5:30am Nurse, then back to sleep until
8:30am Wake and Eat
~11am Nap
12:30 Wake and Eat
3:00 Nap
4:30 Wake. (We get flexible here depending on how soon Mom will be home. If she's going to make it by 4:45 she'll nurse with Mom, otherwise I'll offer the bottle)
She'll cluster feed in the evening and go to bed at
8:30pm Sleep
~1:00am Eat

I know it's a bit weird, but Mom appreciates the time with her before work and I appreciate the fact that she generally sleeps easily until 8:30.

Hope this helps! Thank you for your insights.
Title: Re: Going back to PU/PD. Advice appreciated!

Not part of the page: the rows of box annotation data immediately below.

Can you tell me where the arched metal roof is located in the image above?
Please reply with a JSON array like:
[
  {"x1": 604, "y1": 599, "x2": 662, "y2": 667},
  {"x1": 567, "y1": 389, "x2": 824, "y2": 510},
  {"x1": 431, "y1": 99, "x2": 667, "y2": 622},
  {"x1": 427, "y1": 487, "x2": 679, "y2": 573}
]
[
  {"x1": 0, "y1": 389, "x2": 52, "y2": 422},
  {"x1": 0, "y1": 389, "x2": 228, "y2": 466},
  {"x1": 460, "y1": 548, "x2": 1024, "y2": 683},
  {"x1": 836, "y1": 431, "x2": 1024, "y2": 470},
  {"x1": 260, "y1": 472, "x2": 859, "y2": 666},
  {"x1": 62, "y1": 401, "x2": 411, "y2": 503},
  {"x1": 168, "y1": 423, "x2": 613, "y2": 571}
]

Post by: creations on May 01, 2018, 18:57:36 pm
I wonder if you are trying for the second nap too early. Your LO has refused naps  in the afternoon a few times now that I know of. I see you mentioned she was ready to sleep at 2hr 20 but only in arms, refusing the cot, and on another day held out 4hrs+.  At 6 months she can perhaps manage a 3hr A time and the nap refusal could be linked to being UT (under tired). She may appear sleepy after a feed or at a certain time out of habit but she might also be giving signals of wanting a change of scene/activity. boredom signals can be misread as sleepy signals sometimes.  Maybe watch the clock and don't try to ahead to the cot until it's been closer to 3hrs?  Also some LOs like one of their A times much longer than the others, so it wouldn't be unheard of for a second A to be quite a bit longer than the first, so it's even possible she could want longer than 3hrs (but I would push too far initially), if she is very fussy and screaming maybe just say "Ok looks like you are not ready yet" and take her out for another 10-15 min play then try again?  I can remember doing this with my DS at some point too, the crying was dramatically reduced.
Title: Re: Going back to PU/PD. Advice appreciated!

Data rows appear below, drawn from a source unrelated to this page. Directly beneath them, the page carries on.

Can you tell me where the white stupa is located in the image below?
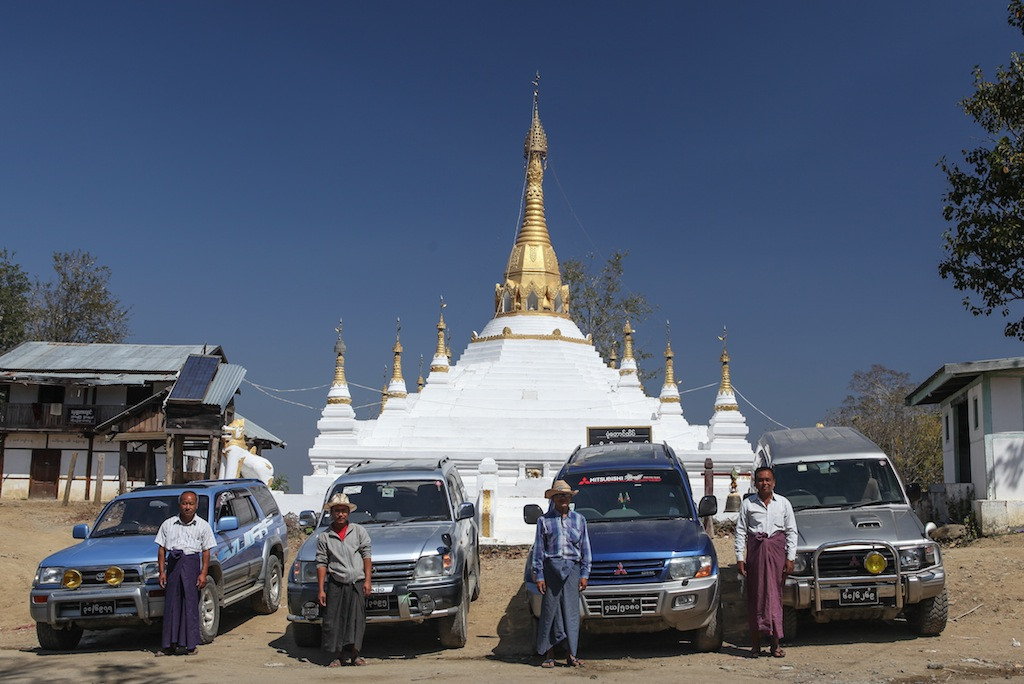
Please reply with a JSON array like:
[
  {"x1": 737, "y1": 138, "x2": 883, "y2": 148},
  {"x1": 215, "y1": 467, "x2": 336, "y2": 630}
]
[{"x1": 303, "y1": 91, "x2": 753, "y2": 543}]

Post by: J-Dad on May 10, 2018, 01:07:22 am
Just wanted to check back in and say that things are kind of terrible. She's waking almost every hour at night now. Naps are hit-and-miss, but nowhere near 2 1.5h naps. Honestly, I'm not sure I remember the last time she had a 1.5h nap. I'm working on extending activity time and think I've finally solved her bottle rejection problem. Still, though, my wife and I are struggling. This continual waking is untenable.

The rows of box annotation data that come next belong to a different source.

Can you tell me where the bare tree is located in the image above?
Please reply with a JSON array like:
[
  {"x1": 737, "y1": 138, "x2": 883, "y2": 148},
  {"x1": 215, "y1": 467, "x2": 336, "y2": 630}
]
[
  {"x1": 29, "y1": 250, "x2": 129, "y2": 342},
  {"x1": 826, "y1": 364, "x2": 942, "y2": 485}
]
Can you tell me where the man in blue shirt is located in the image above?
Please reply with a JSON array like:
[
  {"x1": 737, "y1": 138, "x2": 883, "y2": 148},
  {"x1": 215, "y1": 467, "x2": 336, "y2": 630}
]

Title: Re: Going back to PU/PD. Advice appreciated!
Post by: creations on May 11, 2018, 08:28:33 am
Oh dear, I'm sorry to hear you're having such a difficult time at the moment.
sometimes it feels like these sleep disturbances are going to go on for ever - but you'll get through it.

Waking so frequently through the night sounds like pain or discomfort.  Is LO teething?  have you tried meds 20 min before BT and perhaps saving a meds dose for the middle of the night to see if this helps at all?
Any ear infection? Reflux? a cold coming?
How is the solids introduction going?  Are you seeing any link to solids and disturbed sleep perhaps? This could be due to tummy pain, gas, reaction to certain foods, change in poos, etc

What's your EASY now?  It may be that you are going too slowly on increasing the A time or that there is some OT build up.